Komische Oper Berlin Messeschlager Gisela DDR Operette

Die tortenähnliche Plattform im Zelt. Foto: Jan Windszus Photography

Mit seinem absurden Melone-Modell blamiert sich der Chef jedenfalls bis auf die Knochen. Giselas (tatsächlich) gelungener Entwurf wird zum Triumph, ihr Modell avanciert – wie nicht anders zu erwarten – zum Messeschlager. Im Schwung dieses Happyends finden sich dann, als genreübliche Zugabe auch noch alle Paare. Kuckuck und Emma, Gisela und ihr Journalist (Nico Holonics), die Sekretärin und ihr smarter Multifunktionär Stubnik (Johannes Dunz) und als geschichtskorrigierendes, zeitgeistiges Schmankerl von heute auch noch Hausmeister Priemchen (Martin Reik) und eben der Zuschneider Inge (Theo Rüster). Als Story ist das natürlich auch nicht die Wirklichkeit, schwebt aber (so ähnlich wie Billy Wilders „Eins Zwei Drei“ aus der selben Zeit) wenigstens in deren Sichtweite. 

Musik auf hohem Niveau

Die Musik dagegen ist grandios. Da stimmt alles. Das Tempo und das Timing, die schlagertauglichen Nummern. Alles da und sogar auf Weltniveau, wie es in der DDR immer so schön illusorisch hieß. Und es wird auf dem üblichen Niveau des Hauses von Adam Benzwi von einer Formation des Orchesters der Komischen Oper für das Zelt zündend serviert.

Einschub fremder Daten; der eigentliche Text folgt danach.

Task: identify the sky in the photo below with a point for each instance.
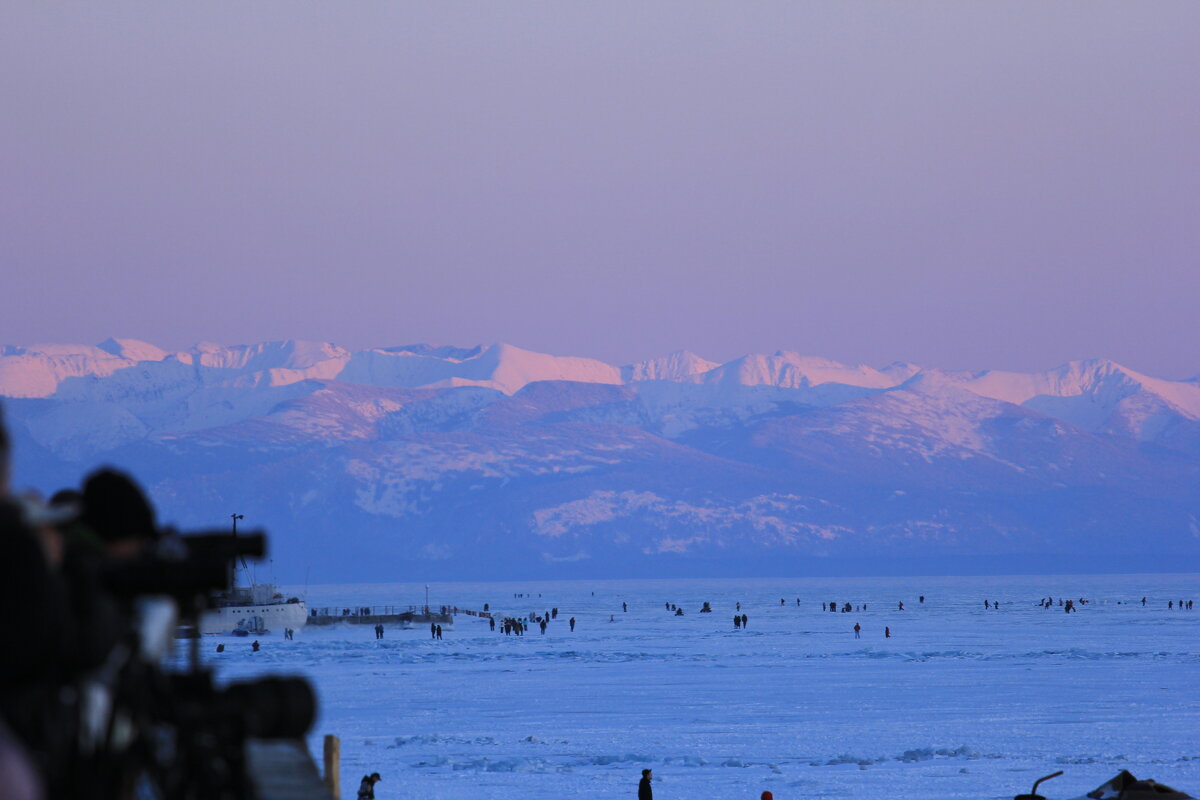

Meist als Sieger im Kampf mit den Störgeräuschen von draußen. 

Gisa Flake gibt die Titelrolle nicht nur schauspielerisch überzeugend als Melange aus Original und Sympathieträgerin, sie singt auch noch fabelhaft. Maria-Danaé Bansen stellt sowohl ihre atemberaubende Berliner Schnauze als auch ihr Sexappeal der Sekretärin Kulicke zur Verfügung. Thorsten Merten ist wie geschaffen für diesen Kuckuck, Andreja Schneider ein Musterbeispiel für den dosierten Einsatz eines weiblichen Selbstbewusstseins, wie man es wohl gerne mehr gehabt hätte. 

Was hätte sein können

Nicht nur die Musterexemplare der klassischen Operette haben ja ein besonderes Verhältnis zu der Wirklichkeit, der sie entwachsen sind. Auch bei diesem Prachtstück des Heiteren Musiktheaters der DDR spielt ein Quantum „hätte sein können“ mit. Aber daran erinnert man sich schon, wenn einen die Musik packt. Eines wird nach diesem Abend klar: ein gut gemachter Natschinsky würde jeden Spielplan bereichern. Zumindest für die ostdeutschen Bühnen ist seine Rückkehr, wie überhaupt eine Aufarbeitung des „heiteren Musiktheaters der DDR“, längst überfällig. In Berlin gab es einhelligen Jubel für eine Ausgrabung mit Kult-Potenzial.